Co-blogger Eugene Volokh recently cited the 1916 case of Butler v. Perry as an example of the reasoning that allows the Supreme Court to hold that some forms of forced labor do not violate the Thirteenth Amendment’s ban on involuntary servitude. Butler upheld a Florida law that required all adult males between the ages of 21 and 45 to pay a small fine or work on road repair for six days per year.
It so happens that, in 2007, I wrote a detailed critique of Butler as part of a series of posts explaining why mandatory national service would violate the Thirteenth Amendment. Here is an excerpt:
Justice McReynolds’ opinion for the Court… [argues that] “the term ‘involuntary servitude’ was intended to cover those forms of compulsory labor akin to African slavery which, in practical operation, would tend to produce like undesirable results. It introduced no novel doctrine with respect of services always treated as exceptional, and certainly was not intended to interdict enforcement of those duties which individuals owe to the state.”

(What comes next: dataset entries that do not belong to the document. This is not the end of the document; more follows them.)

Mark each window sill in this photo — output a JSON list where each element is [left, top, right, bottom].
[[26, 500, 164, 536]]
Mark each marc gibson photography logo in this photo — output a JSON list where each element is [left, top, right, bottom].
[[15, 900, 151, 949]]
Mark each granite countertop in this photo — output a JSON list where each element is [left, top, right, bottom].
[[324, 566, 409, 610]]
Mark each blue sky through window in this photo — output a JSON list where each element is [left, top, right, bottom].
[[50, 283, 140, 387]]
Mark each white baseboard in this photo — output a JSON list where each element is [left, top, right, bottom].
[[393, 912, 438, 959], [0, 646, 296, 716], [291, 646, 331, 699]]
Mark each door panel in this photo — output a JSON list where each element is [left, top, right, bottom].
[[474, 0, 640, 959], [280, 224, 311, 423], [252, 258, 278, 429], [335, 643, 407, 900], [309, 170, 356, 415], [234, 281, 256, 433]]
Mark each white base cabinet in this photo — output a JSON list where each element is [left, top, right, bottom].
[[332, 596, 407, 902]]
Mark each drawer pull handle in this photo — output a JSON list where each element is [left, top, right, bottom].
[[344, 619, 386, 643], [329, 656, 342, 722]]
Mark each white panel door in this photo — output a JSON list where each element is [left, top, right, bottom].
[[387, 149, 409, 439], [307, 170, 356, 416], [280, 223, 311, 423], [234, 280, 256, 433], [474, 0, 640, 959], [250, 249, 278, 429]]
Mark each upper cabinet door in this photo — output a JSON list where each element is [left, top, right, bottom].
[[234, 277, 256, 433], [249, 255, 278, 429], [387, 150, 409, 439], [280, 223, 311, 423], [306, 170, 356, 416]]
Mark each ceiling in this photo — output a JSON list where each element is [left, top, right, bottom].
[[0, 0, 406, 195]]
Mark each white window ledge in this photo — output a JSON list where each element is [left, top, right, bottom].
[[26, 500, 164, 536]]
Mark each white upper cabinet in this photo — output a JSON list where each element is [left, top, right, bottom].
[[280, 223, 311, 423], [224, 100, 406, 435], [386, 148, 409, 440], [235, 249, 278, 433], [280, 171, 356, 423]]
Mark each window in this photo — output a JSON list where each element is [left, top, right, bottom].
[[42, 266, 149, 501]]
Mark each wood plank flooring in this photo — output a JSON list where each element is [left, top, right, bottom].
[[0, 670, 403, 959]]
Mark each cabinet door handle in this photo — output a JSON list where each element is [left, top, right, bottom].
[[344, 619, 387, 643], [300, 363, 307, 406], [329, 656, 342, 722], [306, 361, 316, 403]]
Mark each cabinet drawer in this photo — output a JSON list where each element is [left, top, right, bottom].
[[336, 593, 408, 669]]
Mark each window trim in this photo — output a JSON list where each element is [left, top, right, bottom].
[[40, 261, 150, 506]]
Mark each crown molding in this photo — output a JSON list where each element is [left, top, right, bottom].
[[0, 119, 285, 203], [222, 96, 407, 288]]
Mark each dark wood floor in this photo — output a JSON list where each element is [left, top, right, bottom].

There are several problems with this formulation. First and most important, if the term “involuntary servitude” really does not apply to traditional “duties” to the state, there would have been no need for the Amendment’s exception for the use of forced labor as punishment for a crime. As I explained more fully in this post, using forced labor to punish criminals was a longstanding tradition, and was surely not considered “akin to African slavery.” Second, McReynolds’ argument elides the hard question of determining what evils really were “akin to African slavery” and likely to “produce like undesirable results.” The “free labor” ideology underpinning the Thirteenth Amendment was based on a broad opposition to all forms of forced labor as inimical to a free society, not merely those based on racial categories or those that involved lifelong slavery…. Finally, McReynolds’ argument seems to elevate the supposed subjective intentions of the framers over the plain text of the Amendment, which is clearly not limited merely to those forms of “involuntary servitude” that are “akin to African slavery” but instead bans all such servitude with the sole exception of forced labor used to punish convicted criminals…..
McReynolds’ historical argument ignores the possibility that antebellum road service laws were enacted at a time before the rise of the antislavery “free labor” ideology that underpinned the Thirteenth Amendment. The latter involved a much broader opposition to forced labor than the relatively narrow opposition to slavery that probably underpinned the antislavery provisions in the 1787 Northwest Ordinance and other much earlier laws that McReynolds cited. If so, the original intent behind the 1865 Thirteenth Amendment may have been broader than that underpinning earlier laws using similar language. Moreover, if the antebellum road work laws had allowed citizens to pay a small tax in lieu of working (as the Florida law did), they may not have been viewed as true forced labor measures and thus were considered to be “involuntary servitude” for that reason…..
In this post in the same series, I explained why mandatory jury service (which I am no fan of) is still constitutionally permissible and indeed possibly constitutionally required.